Jeff Pelline Staff Writer, CNET News.com
Jeff Pelline is editor of CNET News.com. Jeff promises to buy a Toyota Prius once hybrid cars are allowed in the carpool lane with solo drivers.
Jeff Pelline
Tele-Communications Incorporated (TCICP) will return its focus to its core cable television services after a brief foray into cyberspace.

TCI was too quick to embrace new technology markets such as the Internet and telephone services, CEO John Malone admitted in a report in the Wall Street Journal.

TCI is the largest cable company in the United States. Malone said his company would return to cable and scale back plans to become a player in telecommunications and the Internet.
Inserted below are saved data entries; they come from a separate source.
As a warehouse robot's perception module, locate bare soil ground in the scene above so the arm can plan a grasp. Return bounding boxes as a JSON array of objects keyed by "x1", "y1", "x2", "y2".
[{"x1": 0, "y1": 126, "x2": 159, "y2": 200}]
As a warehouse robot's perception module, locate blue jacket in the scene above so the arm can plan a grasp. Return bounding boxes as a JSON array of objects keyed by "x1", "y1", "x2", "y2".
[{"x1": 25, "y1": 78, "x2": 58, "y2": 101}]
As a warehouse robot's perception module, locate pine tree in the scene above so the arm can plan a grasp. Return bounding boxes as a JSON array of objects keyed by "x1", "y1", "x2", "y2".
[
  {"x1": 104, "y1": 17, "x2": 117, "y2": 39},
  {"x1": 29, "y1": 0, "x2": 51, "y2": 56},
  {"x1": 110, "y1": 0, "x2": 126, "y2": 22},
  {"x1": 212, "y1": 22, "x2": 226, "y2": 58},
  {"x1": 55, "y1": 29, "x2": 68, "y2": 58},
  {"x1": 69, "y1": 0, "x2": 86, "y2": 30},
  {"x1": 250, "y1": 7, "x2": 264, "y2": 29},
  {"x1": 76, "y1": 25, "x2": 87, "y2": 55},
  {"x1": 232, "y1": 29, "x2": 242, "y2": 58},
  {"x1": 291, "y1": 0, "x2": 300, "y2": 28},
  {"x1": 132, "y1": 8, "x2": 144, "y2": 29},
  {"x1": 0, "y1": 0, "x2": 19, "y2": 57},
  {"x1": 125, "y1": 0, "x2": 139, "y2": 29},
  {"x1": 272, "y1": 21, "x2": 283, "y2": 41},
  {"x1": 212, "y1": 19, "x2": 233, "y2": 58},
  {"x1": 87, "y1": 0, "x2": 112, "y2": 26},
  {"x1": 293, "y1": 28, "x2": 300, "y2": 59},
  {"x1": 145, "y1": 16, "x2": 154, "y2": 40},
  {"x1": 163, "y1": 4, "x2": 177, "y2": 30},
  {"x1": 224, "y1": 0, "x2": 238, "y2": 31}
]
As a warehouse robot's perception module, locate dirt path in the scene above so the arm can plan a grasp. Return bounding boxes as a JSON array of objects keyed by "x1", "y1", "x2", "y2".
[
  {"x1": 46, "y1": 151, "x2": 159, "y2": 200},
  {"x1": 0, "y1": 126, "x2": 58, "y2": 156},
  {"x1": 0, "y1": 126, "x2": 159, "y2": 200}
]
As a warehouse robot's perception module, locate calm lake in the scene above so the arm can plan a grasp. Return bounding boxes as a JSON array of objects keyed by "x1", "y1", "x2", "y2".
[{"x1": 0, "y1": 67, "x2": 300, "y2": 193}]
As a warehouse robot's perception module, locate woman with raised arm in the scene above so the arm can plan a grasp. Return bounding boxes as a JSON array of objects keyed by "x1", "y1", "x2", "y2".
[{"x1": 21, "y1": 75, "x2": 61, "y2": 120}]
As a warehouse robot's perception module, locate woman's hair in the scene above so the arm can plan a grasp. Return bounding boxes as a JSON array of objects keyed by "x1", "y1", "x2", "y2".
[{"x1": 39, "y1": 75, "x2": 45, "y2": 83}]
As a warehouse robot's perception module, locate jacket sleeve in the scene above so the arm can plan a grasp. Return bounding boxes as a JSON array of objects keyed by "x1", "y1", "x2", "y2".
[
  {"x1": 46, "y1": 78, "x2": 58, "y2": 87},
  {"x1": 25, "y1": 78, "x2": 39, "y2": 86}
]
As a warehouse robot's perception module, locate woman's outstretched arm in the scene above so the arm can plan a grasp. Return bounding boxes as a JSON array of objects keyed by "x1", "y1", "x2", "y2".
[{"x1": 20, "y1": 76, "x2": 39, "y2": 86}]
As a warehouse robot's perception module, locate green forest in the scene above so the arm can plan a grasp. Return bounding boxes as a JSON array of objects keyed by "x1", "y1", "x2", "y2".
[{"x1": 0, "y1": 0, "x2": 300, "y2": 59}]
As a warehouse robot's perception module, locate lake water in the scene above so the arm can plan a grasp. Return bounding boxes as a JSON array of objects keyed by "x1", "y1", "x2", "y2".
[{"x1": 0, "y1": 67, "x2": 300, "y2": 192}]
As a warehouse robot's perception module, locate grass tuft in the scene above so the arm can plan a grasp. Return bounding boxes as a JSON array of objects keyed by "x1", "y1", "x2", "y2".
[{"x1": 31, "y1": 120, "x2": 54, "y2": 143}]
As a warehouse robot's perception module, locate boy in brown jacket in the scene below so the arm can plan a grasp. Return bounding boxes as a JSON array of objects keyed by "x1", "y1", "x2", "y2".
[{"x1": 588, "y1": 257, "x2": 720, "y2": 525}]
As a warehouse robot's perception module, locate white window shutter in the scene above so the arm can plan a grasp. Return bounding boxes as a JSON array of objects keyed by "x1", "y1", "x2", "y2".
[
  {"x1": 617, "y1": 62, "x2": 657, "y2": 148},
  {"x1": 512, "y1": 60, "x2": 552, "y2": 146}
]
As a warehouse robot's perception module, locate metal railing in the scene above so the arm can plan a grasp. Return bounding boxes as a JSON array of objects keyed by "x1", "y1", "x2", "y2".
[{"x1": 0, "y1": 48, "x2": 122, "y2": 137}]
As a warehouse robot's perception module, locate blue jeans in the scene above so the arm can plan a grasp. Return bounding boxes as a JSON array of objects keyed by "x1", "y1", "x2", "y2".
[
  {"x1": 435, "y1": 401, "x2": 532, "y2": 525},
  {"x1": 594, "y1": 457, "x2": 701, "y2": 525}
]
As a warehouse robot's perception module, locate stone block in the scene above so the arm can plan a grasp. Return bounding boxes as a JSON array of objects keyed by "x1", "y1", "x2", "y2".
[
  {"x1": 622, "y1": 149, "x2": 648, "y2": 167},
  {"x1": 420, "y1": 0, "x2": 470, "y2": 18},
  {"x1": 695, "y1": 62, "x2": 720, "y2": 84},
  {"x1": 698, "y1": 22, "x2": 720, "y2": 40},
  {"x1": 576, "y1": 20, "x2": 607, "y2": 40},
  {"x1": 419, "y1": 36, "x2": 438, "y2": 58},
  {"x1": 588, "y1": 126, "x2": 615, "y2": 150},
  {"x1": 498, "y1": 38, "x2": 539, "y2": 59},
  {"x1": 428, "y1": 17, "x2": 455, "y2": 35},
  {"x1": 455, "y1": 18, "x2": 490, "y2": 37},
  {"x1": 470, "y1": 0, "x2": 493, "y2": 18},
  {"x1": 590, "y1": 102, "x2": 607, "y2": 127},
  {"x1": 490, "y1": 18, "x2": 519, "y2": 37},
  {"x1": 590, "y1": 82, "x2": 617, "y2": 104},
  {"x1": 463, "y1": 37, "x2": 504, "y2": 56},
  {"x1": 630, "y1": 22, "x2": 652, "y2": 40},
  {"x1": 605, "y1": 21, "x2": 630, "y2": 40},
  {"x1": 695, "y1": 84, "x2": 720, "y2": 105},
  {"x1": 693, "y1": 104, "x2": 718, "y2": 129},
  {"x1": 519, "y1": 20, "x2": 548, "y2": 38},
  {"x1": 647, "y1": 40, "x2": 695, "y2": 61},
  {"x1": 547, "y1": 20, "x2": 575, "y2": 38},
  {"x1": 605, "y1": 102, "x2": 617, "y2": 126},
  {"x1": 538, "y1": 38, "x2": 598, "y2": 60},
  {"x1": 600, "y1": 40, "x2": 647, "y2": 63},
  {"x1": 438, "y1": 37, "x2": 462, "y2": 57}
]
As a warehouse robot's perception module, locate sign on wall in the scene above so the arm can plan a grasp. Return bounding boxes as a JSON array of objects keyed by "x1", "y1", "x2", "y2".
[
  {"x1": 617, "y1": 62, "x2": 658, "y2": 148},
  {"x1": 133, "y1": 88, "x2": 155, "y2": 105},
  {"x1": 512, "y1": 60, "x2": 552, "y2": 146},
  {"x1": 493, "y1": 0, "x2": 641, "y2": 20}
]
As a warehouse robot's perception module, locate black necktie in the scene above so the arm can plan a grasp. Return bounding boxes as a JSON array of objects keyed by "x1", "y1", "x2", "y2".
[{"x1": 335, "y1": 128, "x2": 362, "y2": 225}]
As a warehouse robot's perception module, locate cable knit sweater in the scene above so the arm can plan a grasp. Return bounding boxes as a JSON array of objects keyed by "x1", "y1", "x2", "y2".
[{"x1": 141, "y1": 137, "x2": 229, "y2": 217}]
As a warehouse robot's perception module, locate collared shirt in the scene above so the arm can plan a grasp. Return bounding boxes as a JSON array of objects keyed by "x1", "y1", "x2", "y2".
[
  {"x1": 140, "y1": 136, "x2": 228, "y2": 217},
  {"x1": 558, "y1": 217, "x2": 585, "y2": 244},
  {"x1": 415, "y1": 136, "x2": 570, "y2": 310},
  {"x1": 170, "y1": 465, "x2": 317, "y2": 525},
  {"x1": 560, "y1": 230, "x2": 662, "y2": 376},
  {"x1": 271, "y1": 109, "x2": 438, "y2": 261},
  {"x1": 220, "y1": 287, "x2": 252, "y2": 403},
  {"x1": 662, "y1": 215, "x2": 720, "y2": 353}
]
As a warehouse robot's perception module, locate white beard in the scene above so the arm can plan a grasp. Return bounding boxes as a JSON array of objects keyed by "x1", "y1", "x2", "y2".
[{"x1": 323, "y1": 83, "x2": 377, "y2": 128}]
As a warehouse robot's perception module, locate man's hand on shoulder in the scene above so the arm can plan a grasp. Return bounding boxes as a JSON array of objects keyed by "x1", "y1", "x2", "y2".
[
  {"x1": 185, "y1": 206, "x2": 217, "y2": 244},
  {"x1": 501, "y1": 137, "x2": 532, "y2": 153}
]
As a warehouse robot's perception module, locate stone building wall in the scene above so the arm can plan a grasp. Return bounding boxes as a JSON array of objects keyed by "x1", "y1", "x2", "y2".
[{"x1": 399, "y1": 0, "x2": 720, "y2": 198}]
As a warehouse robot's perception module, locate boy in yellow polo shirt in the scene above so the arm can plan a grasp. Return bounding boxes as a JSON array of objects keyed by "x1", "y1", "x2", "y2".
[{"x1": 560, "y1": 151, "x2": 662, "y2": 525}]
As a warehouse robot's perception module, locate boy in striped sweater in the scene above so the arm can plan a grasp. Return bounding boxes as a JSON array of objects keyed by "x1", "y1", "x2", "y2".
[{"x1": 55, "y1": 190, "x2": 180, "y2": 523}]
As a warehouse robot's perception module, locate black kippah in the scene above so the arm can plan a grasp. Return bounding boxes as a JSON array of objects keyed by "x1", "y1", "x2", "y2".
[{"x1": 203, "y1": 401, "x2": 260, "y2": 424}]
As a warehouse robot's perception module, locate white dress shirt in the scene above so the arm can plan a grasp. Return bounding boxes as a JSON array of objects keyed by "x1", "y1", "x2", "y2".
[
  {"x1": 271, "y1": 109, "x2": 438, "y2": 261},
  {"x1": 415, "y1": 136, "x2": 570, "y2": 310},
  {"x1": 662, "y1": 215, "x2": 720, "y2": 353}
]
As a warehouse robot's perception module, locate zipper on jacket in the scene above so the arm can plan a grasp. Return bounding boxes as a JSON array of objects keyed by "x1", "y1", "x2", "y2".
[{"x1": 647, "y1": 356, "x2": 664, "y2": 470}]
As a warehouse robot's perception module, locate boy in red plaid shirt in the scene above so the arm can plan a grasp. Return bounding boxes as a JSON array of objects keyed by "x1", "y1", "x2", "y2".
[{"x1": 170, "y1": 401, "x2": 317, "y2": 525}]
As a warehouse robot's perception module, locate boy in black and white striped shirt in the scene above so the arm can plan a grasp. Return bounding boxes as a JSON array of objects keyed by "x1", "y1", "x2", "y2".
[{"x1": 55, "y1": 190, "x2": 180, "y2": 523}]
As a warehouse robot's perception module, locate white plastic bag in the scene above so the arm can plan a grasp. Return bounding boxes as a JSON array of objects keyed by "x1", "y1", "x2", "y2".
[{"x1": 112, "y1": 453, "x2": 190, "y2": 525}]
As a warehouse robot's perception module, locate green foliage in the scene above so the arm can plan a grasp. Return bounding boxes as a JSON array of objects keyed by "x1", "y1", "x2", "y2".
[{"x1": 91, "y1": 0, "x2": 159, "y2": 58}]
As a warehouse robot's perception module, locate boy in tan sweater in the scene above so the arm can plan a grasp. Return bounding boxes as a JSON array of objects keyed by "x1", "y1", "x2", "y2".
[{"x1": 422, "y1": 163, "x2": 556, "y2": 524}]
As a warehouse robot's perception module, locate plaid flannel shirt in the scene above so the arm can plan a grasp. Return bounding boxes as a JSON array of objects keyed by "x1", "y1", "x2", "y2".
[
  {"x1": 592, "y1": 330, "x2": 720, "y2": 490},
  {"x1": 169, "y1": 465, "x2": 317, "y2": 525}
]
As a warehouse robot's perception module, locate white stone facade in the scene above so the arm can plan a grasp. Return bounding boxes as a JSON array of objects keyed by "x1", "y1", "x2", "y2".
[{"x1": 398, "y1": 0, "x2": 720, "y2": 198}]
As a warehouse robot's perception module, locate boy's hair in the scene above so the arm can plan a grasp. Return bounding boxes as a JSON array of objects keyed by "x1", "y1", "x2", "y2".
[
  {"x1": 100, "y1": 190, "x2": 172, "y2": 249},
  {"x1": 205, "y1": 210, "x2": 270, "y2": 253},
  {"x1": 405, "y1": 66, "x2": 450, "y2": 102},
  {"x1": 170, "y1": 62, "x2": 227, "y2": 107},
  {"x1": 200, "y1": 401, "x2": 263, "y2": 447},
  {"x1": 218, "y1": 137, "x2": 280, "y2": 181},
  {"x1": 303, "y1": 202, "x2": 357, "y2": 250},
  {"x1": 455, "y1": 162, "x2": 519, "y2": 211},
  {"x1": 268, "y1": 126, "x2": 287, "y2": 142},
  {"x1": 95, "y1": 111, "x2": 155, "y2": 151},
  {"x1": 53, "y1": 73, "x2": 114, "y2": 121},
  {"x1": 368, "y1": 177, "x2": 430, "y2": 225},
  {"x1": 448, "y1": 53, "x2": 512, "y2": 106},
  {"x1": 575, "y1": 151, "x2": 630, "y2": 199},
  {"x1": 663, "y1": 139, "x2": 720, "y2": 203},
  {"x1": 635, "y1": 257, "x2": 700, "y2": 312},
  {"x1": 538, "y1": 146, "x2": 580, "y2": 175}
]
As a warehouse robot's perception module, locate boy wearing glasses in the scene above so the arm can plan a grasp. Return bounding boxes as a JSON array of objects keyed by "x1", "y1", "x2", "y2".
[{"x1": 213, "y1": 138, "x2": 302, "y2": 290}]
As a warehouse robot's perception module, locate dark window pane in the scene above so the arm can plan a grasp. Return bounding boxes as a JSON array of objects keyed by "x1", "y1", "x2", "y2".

The CEO said using cables for television to deliver telephone service--one of many new technologies--may not be the right answer in today's market.

The move is not surprising. TCI's recent stock performance has disappointed some investors.

The stock was trading today at 13-3/8, up 5/16 of a point. It has traded as high as 22-3/8 and as low as 11-1/4 in the past 52 weeks.

The cable giant already had been taking steps to cool its investment in cyberspace. In November, TCI said it had withdrawn a $125 million investment in the Microsoft Newtork. It continues to pursue high-speed Internet access with the @Home network, although Comcast and Cox now share the investment in the venture. That new ownership structure was announced earlier this year; TCI originally was the lone cable television investor in @Home.

In a companywide cost-cutting bid, TCI recently announced plans to cut its staff by 2,500 and the pay of top managers by 20 percent.